CORONA, Queens (PIX11) – The FDNY is working to determine the cause of a fire at a home in Queens Wednesday morning that left two people injured, including a firefighter.

A hazardous materials team was called to the scene after a number of lithium-ion batteries were found. Electric bikes were chained to a fence outside the home in Corona, with one bike missing its battery, which investigators speculate may been charging inside overnight.

The fire is renewing the call to monitor lithium-ion batteries after they have caused a number of fires, some of which have been deadly. 

This past Saturday in the College Point neighborhood of Queens, an 8-year-old girl died when a fire broke out on the top floor of a three-story home.

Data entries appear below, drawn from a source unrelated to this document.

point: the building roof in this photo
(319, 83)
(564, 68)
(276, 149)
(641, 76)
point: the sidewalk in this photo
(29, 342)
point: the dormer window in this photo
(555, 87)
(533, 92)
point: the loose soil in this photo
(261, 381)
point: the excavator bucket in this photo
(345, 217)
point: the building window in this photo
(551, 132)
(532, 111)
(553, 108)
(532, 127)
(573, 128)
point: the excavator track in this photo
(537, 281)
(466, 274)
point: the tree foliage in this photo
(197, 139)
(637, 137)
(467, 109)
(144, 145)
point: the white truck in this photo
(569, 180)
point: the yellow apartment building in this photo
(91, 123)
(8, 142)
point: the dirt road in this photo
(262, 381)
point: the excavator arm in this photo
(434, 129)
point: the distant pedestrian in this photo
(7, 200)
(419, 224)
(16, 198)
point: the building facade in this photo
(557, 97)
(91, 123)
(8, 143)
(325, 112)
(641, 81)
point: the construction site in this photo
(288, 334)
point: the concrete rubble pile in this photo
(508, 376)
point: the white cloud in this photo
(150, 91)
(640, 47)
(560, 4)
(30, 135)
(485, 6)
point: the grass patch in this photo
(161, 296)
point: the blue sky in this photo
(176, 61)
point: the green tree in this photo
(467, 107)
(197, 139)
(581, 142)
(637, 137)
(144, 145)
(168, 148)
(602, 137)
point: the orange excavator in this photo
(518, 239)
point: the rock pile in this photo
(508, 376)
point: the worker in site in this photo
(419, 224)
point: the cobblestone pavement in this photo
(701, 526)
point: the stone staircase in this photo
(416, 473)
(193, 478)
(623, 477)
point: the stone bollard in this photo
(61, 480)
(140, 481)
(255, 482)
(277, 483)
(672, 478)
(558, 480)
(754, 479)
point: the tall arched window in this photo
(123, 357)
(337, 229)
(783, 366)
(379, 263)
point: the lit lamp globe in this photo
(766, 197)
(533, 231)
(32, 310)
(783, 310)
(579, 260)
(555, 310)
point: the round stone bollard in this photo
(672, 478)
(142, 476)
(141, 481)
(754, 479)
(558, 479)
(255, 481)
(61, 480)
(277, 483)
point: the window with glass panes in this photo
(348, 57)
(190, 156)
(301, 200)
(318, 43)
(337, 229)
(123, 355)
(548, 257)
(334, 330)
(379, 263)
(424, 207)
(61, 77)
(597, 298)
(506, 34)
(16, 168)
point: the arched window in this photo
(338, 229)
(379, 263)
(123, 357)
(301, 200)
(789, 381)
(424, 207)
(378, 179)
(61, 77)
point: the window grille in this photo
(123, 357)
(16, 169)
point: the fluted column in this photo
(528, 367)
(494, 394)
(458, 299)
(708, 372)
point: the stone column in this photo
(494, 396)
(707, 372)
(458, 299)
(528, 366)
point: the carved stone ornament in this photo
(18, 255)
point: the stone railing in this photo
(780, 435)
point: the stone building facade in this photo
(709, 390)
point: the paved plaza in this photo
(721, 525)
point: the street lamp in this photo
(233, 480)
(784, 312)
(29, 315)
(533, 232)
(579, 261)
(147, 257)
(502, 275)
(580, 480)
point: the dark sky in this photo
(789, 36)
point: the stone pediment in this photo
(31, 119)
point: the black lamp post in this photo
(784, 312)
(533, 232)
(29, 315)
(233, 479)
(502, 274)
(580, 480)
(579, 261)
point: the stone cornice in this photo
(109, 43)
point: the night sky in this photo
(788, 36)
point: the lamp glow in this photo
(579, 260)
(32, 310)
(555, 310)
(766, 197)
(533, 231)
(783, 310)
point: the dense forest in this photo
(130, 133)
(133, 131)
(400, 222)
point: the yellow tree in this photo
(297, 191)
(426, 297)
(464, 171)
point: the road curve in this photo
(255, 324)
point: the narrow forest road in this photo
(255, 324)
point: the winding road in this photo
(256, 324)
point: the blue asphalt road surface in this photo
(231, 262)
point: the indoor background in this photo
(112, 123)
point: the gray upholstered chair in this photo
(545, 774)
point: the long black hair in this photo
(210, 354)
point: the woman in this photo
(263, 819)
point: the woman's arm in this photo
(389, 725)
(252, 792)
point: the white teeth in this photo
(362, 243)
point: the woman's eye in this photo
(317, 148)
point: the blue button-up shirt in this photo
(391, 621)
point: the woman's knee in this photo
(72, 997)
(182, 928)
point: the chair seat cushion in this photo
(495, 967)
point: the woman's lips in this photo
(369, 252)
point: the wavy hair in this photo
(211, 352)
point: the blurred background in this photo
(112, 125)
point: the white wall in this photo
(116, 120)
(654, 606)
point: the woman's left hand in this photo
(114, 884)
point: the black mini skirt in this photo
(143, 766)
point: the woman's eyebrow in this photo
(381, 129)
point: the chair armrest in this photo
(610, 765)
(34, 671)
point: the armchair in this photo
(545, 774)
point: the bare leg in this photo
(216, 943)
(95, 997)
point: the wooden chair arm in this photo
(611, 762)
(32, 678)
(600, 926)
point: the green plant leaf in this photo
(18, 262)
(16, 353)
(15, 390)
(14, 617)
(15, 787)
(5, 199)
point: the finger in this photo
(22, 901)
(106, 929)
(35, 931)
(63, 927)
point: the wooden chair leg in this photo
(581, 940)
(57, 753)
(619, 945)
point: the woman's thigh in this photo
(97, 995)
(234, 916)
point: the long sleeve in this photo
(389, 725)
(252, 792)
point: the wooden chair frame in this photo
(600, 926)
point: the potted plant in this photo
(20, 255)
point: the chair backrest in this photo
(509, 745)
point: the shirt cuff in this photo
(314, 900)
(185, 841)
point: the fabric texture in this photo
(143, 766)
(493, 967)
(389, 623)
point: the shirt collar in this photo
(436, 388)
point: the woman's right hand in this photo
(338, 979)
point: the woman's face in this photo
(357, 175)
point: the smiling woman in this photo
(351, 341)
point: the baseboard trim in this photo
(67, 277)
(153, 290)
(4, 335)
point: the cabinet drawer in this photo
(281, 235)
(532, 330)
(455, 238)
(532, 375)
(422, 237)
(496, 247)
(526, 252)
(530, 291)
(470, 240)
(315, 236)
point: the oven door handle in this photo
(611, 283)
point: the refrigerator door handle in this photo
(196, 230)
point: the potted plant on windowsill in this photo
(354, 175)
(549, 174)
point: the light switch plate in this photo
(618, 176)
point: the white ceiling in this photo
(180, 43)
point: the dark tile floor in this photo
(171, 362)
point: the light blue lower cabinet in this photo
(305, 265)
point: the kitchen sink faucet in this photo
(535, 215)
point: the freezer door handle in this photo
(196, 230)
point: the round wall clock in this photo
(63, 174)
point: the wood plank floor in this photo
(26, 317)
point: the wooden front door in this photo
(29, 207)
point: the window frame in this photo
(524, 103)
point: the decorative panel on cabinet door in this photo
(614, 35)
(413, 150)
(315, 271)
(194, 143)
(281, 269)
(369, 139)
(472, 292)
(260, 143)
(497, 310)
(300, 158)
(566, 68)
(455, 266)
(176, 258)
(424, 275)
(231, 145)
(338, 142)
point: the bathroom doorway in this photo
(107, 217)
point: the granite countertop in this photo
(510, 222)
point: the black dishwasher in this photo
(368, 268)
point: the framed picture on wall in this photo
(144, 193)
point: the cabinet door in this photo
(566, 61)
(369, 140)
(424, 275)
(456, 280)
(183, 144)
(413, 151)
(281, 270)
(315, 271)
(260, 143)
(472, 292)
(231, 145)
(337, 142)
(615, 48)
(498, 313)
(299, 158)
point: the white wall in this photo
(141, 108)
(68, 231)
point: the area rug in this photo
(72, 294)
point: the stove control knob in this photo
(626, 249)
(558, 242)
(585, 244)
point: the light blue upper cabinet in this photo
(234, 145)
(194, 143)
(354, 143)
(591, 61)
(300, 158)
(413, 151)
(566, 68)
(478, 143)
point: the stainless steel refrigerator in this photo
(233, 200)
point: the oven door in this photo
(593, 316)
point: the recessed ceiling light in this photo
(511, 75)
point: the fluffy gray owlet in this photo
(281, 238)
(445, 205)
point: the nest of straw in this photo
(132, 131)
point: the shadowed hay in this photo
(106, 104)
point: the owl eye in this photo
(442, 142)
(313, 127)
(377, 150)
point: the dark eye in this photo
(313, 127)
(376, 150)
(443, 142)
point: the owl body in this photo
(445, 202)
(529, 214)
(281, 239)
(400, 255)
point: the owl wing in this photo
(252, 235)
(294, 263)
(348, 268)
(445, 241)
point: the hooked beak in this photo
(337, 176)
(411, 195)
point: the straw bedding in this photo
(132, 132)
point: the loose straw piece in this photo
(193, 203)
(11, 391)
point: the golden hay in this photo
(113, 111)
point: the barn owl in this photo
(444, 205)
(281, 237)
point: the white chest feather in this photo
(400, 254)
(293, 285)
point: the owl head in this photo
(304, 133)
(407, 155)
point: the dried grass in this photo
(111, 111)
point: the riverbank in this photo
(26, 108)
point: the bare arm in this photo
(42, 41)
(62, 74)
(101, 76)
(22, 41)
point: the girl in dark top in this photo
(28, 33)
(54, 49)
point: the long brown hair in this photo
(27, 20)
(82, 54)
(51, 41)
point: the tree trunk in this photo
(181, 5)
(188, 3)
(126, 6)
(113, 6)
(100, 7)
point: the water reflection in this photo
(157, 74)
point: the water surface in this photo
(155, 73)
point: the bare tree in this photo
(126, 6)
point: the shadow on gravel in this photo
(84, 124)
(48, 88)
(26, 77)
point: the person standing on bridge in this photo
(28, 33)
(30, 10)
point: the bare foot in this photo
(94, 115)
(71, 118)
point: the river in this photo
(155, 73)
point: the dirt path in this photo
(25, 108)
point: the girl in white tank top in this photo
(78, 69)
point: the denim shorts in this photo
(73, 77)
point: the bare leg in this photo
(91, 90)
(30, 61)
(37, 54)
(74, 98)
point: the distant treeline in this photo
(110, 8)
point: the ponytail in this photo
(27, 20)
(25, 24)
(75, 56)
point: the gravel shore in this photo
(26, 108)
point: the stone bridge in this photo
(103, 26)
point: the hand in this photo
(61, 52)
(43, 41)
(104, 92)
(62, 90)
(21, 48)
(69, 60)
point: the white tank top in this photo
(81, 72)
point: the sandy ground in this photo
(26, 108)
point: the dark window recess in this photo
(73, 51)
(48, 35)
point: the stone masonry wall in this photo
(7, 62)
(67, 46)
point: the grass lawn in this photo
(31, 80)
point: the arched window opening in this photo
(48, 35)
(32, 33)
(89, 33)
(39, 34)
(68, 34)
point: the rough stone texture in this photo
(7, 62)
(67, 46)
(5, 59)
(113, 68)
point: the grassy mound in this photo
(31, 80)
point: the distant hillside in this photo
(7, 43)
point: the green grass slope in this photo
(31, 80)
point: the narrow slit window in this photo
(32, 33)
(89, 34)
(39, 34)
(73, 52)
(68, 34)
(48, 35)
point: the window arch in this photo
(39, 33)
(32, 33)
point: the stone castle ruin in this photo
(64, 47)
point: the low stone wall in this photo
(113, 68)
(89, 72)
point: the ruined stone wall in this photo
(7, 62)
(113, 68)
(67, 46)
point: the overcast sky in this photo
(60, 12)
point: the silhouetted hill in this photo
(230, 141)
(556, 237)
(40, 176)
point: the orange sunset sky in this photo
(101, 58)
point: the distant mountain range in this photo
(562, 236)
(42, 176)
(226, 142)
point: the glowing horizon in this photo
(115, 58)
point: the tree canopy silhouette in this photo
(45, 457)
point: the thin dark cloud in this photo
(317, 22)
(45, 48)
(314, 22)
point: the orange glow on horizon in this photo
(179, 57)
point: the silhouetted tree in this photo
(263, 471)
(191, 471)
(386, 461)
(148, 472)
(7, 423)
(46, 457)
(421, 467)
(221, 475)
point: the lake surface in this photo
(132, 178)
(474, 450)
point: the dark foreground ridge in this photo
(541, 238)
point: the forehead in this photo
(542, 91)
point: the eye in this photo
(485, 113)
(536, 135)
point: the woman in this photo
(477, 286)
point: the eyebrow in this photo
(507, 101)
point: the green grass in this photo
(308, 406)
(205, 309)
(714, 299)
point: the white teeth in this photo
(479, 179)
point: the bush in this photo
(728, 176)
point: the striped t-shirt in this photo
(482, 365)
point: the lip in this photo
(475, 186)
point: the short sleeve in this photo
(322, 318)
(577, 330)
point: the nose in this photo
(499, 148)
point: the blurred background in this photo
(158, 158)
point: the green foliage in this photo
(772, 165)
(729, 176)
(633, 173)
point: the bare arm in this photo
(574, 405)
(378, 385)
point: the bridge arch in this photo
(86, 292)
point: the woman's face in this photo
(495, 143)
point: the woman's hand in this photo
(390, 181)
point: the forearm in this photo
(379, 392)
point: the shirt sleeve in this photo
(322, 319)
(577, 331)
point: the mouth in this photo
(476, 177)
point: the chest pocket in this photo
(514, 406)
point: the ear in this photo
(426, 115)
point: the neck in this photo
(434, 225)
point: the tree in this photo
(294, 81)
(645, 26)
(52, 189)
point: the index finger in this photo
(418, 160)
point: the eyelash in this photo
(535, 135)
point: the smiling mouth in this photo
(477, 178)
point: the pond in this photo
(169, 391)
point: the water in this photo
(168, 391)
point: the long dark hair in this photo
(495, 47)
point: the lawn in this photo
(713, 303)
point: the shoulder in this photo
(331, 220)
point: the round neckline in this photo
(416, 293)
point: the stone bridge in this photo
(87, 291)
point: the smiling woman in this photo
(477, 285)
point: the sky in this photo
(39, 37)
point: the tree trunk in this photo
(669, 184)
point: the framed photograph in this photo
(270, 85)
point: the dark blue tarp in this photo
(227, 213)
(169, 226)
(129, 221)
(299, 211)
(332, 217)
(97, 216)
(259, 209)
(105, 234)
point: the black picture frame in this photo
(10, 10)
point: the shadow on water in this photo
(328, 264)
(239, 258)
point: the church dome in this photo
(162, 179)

The fire was likely caused by a lithium-ion battery, according to fire officials.

Back in August, a 36-year-old woman and a 5-year-old girl were both killed in a fire at the Jackie Robinson Houses in East Harlem. The fire marshal said the batteries from an electric scooter sparked the flames.

The FDNY has recorded 126 fires so far this year involving lithium-ion batteries in electric bikes and scooters. The fires have killed five people and injured more than 70 others. Now, lawmakers are taking a closer look.

“It’s scary because these e-bike batteries contain fluids that when ignited create powerful, difficult-to-extinguish fires. We cannot wait for tragedies to continue,” said New York City Council member Oswald Feliz.

The New York City Council proposed legislation restricting the sale of unsafe, uncertified e-bike batteries that are not equipped to prevent malfunctions that start these fires.

New York City leaders say the quality is important, considering e-bikes are here to stay.

“E-bikes do have a place in our city. Hard-working New Yorkers rely on these e-bike to earn a living and to support their families,” Feliz said.

NYCHA has also looked to ban e-bikes and charging their batteries within housing developments.